Tagen thought about it, and then had to close his eyes and sketch figures on the tabletop to think about it some more. “No,” he said at last. “In point of fact, I believe they are longer. Our days are shorter, though. Notably.”

“Oh yeah?” Her head cocked to one side and she regarded him with open interest. “Is it hard to get used to Earth’s time? I mean, if the days are so much longer here…You’re still sleeping just at night. I imagine it must be like pulling a double-shift every day.”

He aimed a claw at her. “That is exactly what it feels like,” he said. “Barring, of course, the expectation of additional pay.”

“Yeah, well, we people of Earth have these great things called ‘unions’ that you might want to look into a little before you go home.” She turned back to the oven. “Was your father a soldier, too?”

“Yes.” He picked up his glass and sipped to take away the sour taste that had suddenly invaded his mouth. “One of my world’s greatest.”

“Really?” She turned again, and this time her gaze lingered. “He was famous?”

“Yes.”

“Are you?”

Tagen smiled wryly. “Oh yes.”

“How famous?”

His chest swelled slightly as his body displayed for her without consulting his mind. He had to laugh at himself, breaking the bitter sound into pieces by takking his claws hard on the table. “Very,” he said, answering her question. “Indeed, I think there is not a major city in all of Jota’s worlds that does not have at least one military hall named for Pahnee.”

“Then…” Slowly, her expression faded into puzzlement. “Why are you here?”

He frowned at her, wondering what could have prompted this bizarre spate of amnesia. Slowly, he began, “To pursue—”

“No, I know that. I guess I should have said, ‘Why are you here?’ Famous people tend not to be asked to do dangerous things here on Earth.”

“No? How then do they become famous?”

“They act or play sports or go into politics.” Daria’s mouth puckered. “You know, when I say it out loud like that, it sounds pretty stupid.” Her attention returned to the stove. She turned away from him and resumed cooking.

“I am here because I am famous,” Tagen told her. “On my world, those with well-known names are at times called upon to earn them out.”

“Lucky you.”

“Indeed.” But there was not as much bitterness in his answer as there might have been only a few days ago. It made him feel that he had to justify his tone, and he lamely added, “If I should be successful in this mission it will be a…a rising stair for me.”
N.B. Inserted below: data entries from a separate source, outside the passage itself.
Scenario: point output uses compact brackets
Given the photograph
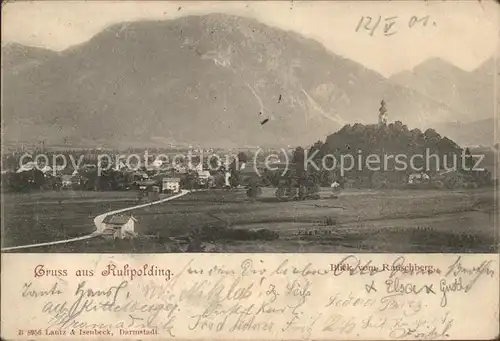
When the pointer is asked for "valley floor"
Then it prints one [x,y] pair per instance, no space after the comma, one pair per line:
[356,221]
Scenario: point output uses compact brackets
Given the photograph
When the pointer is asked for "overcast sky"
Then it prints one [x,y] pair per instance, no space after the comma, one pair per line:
[464,33]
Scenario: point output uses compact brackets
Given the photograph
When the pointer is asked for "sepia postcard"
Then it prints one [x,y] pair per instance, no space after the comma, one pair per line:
[261,170]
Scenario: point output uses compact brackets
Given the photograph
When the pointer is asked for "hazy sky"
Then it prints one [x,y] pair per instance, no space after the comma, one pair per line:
[462,32]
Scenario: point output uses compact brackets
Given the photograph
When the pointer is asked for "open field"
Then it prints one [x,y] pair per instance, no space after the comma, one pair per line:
[358,221]
[55,215]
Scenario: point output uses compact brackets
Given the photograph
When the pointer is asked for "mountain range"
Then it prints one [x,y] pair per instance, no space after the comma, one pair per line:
[221,81]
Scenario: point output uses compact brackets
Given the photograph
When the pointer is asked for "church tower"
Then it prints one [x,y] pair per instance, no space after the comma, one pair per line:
[382,116]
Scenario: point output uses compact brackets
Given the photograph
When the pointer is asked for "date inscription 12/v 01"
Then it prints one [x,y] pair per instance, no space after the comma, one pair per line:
[389,25]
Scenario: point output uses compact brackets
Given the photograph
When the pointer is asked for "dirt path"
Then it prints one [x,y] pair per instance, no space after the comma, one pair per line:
[98,224]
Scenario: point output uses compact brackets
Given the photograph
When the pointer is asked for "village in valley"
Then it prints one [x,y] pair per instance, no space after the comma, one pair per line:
[243,202]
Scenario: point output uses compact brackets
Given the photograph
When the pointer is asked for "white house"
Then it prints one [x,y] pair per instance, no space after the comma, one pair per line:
[119,226]
[171,185]
[416,178]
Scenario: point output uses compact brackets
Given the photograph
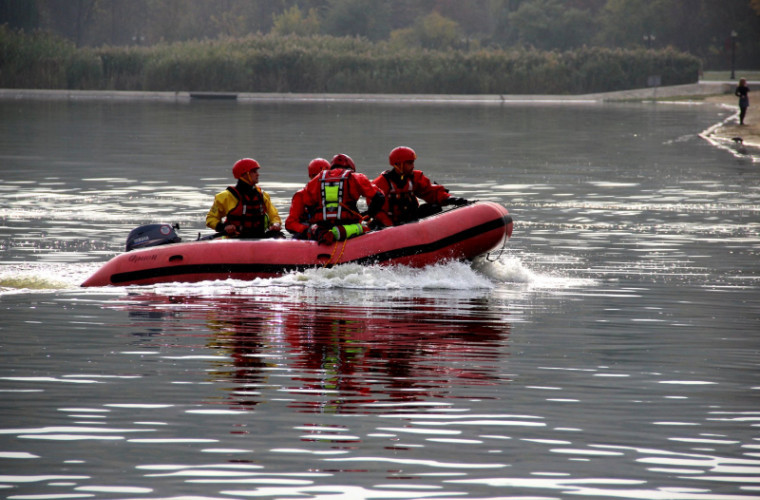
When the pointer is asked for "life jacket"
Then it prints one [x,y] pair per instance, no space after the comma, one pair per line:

“Actually, it’ll be more like a platform,” Daria remarked, her back still to him. “It sounds like you went up that stair when they gave you the job. Now that everyone knows no one can do it but Tagen Pahnee, the only stair in store for you is the one they’re all waiting for you to tumble down.”

Tagen felt a smile stretching his lips.

Daria’s back stiffened and she spun around, her spoon raised. “Oh, I’m sorry! Me and my big mouth, what a rotten thing to say!”

“But a true thing, I think.” He flicked his claws dismissively at her horror. “Such have been my feelings since I woke to find my orders, although I could not put them into words.”